34Then he looked at those seated in a circle around him and said, “Here are my mother and my brothers! 35Whoever does God’s will is my brother and sister and mother.”
Mary was subordinate to him because she is not God.
“Mary was subordinate to him because she is not God.”
So when the Holy Writ says:
He was obedient to them. {Lk 2:51}
The Holy Writ simply gets it wrong? Odd that point of view. Certainly not Biblical.
“Had she died the day after birth, she still would have been called blessed for all generations.”
Why? And how is that not an ‘eternal ministry’?
Oh, c’mon...the first part of the “Hail Mary” prayer was taken direcly from scripture as the angel announced to Mary her chosen status to bear the Messiah. She was indeed “blessed AMONG women”, not ABOVE women. The rest of the canned prayer which is repeated over and over again in praying the rosary was added by the Romanist church.
No scripture ever tells believers to ask Mary to “pray for us sinners”. What can she ask our Heavenly Father for that we cannot come directly to Him?
No scripture ever tells believers that Mary is “the Mother of God”. She is the human birth giver of Jesus’ human body. He is the incarnation of Almighty God, as we read in John chapter 1, “In the beginning was the WORD, and the WORD was made flesh and dwelled among us. All things were made by Him and without Him was not anything made that was made.”
As a former Roman Catholic, I have seen the truth and it sets me free. Jesus is the way, the truth and the life and no one comes to the Father but through Him. This is NOT Catholic-bashing. It is trying to speak the truth in love.
How does the word Honor change anything? I ask many people I honor to pray for me, why not the Mother of God?
And where does anyone say that Mary is “subordinate” to Jesus?
It is a sign of respect.
Why wouldn’t I respect my mother’s wishes even though I’m in my 40’s and have children of my own?
It’s a sign of respect. A sign of Honor, as in “Honor your father and mother”

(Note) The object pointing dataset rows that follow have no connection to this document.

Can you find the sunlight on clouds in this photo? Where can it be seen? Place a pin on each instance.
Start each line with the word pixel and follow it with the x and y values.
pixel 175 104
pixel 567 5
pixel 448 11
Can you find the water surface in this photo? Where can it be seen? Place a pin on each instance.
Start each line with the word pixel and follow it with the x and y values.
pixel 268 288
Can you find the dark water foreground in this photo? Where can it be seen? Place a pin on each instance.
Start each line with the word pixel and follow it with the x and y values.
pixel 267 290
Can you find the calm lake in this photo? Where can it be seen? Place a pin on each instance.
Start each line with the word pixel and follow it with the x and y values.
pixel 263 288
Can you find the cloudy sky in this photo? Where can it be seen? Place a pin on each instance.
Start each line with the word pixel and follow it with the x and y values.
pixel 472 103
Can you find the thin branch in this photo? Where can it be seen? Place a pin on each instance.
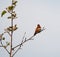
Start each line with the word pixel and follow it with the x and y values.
pixel 16 51
pixel 21 44
pixel 5 48
pixel 27 39
pixel 6 31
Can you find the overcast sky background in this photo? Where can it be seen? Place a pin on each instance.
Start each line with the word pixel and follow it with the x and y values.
pixel 30 13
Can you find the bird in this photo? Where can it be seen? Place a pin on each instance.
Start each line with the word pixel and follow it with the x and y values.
pixel 12 28
pixel 38 29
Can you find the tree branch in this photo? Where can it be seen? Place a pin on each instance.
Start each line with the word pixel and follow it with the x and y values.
pixel 5 48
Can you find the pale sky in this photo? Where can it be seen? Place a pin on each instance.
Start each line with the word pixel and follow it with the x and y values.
pixel 30 13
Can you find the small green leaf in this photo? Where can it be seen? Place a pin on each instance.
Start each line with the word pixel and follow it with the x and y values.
pixel 9 17
pixel 3 12
pixel 3 38
pixel 10 7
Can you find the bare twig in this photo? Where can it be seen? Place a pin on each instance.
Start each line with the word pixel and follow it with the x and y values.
pixel 5 48
pixel 6 31
pixel 16 51
pixel 21 44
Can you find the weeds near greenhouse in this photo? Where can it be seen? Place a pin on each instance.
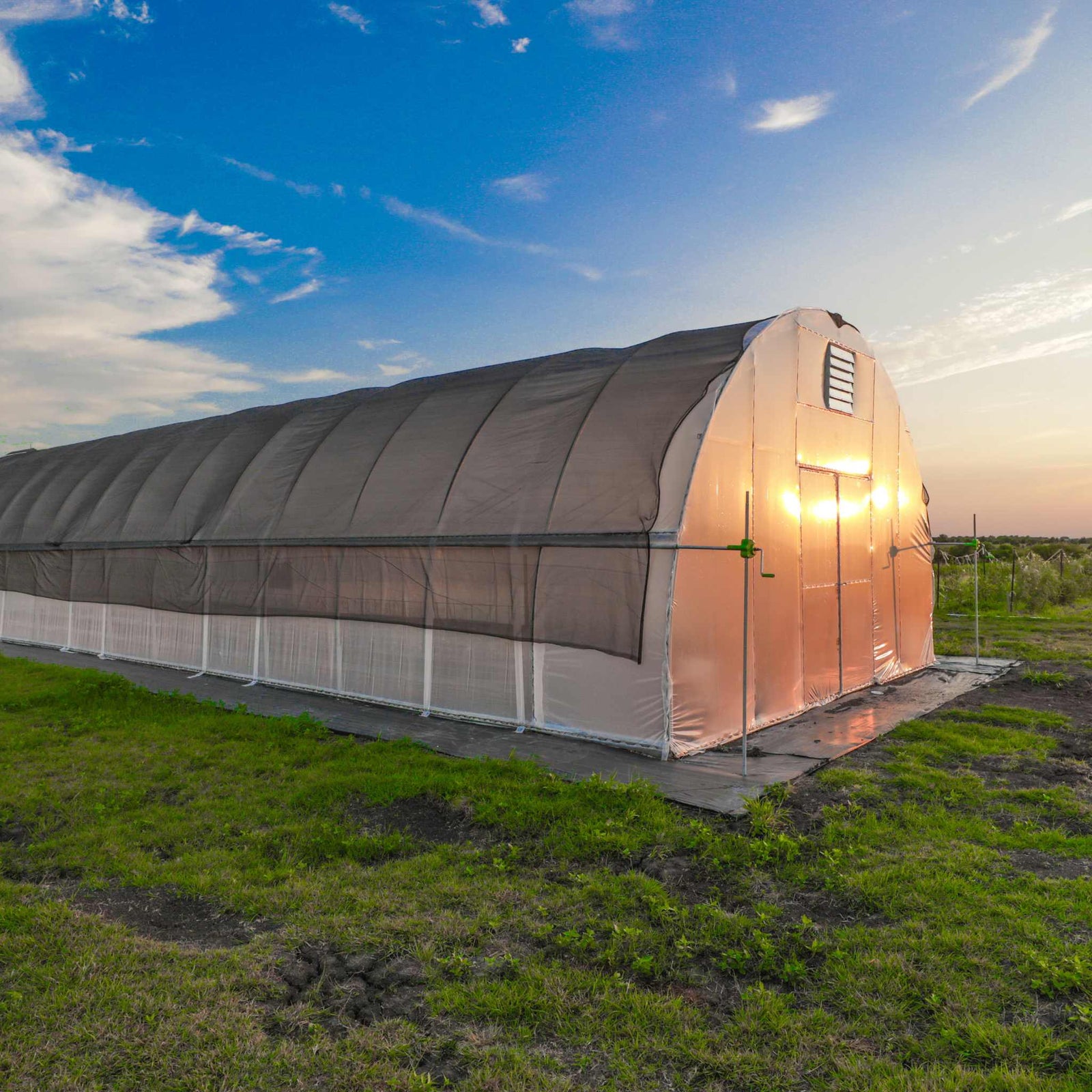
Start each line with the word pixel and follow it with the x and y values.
pixel 197 898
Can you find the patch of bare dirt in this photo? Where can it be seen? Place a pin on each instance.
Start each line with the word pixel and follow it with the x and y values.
pixel 1074 699
pixel 353 988
pixel 14 833
pixel 1050 866
pixel 425 818
pixel 167 915
pixel 1021 771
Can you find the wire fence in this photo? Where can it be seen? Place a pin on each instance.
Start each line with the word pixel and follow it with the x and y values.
pixel 1018 580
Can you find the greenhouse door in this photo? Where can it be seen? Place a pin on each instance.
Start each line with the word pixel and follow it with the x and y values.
pixel 835 558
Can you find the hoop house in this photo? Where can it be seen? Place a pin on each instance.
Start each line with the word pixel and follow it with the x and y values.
pixel 515 544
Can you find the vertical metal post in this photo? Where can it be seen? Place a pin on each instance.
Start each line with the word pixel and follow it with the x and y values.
pixel 975 535
pixel 746 620
pixel 258 650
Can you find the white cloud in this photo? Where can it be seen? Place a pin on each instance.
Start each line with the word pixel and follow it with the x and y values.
pixel 249 169
pixel 1021 56
pixel 120 10
pixel 60 143
pixel 1077 209
pixel 306 289
pixel 89 271
pixel 489 12
pixel 603 19
pixel 313 376
pixel 1026 321
pixel 781 115
pixel 16 98
pixel 459 231
pixel 521 187
pixel 728 85
pixel 233 236
pixel 452 227
pixel 403 364
pixel 351 16
pixel 304 189
pixel 588 272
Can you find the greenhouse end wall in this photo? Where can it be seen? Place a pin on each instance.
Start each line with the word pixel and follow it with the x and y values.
pixel 837 505
pixel 759 429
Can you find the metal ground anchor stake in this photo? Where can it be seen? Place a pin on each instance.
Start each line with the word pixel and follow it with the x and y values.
pixel 747 549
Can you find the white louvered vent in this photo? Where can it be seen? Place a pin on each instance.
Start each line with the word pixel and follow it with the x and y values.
pixel 838 382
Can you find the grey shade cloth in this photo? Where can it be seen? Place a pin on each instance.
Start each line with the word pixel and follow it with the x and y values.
pixel 513 500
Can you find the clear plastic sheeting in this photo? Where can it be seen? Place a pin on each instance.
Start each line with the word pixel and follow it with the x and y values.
pixel 538 544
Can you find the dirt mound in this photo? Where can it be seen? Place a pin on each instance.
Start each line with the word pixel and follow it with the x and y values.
pixel 165 915
pixel 360 988
pixel 425 818
pixel 1050 866
pixel 14 833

Hail Mary full of grace, the Lord art with thee, Bless art thou among women, And blessed is the fruit of thy womb Jesus. {Luke, I, 28}
Would that be from Luke 1:
"28 And coming in, he said to her, "Greetings, favored one! The Lord is with you."
John 2
he obeyed his mother’s direction at Cana
>>It is trying to speak the truth in love.<<
Make that “speaking YOUR truth”.
My truth is different.
“She was indeed blessed AMONG women, not ABOVE women.”
Really? But you say:
“...the angel announced to Mary her chosen status to bear the Messiah. “
She was the ONLY women so Blessed, NO?
How is that particular, singular and Most Holy Blessing NOT “ABOVE {other} women”?
Why? Because of all the young women who have ever been born, she was chosen by God for the birth of Jesus. That sounds pretty special to me! She was blessed!
But where do you derive an eternal ministry out of that?
In the 1984 New International Version translation, yes - http://bible.cc/luke/1-28.htm - but that is a very new, controversial and certainly not TRADITIONAL translation.
See http://en.wikipedia.org/wiki/Today’s_New_International_Versionfor comments like “It is explicitly Protestant like its predecessor;...” and the very simple and obvious issue of gender confusion. Modernists love this translation - I know that many denominations do not.
It says, "And he went down with them and came to Nazareth and was submissive to them."
When he was 12, he "was submissive to them". "Was" is past tense, not future.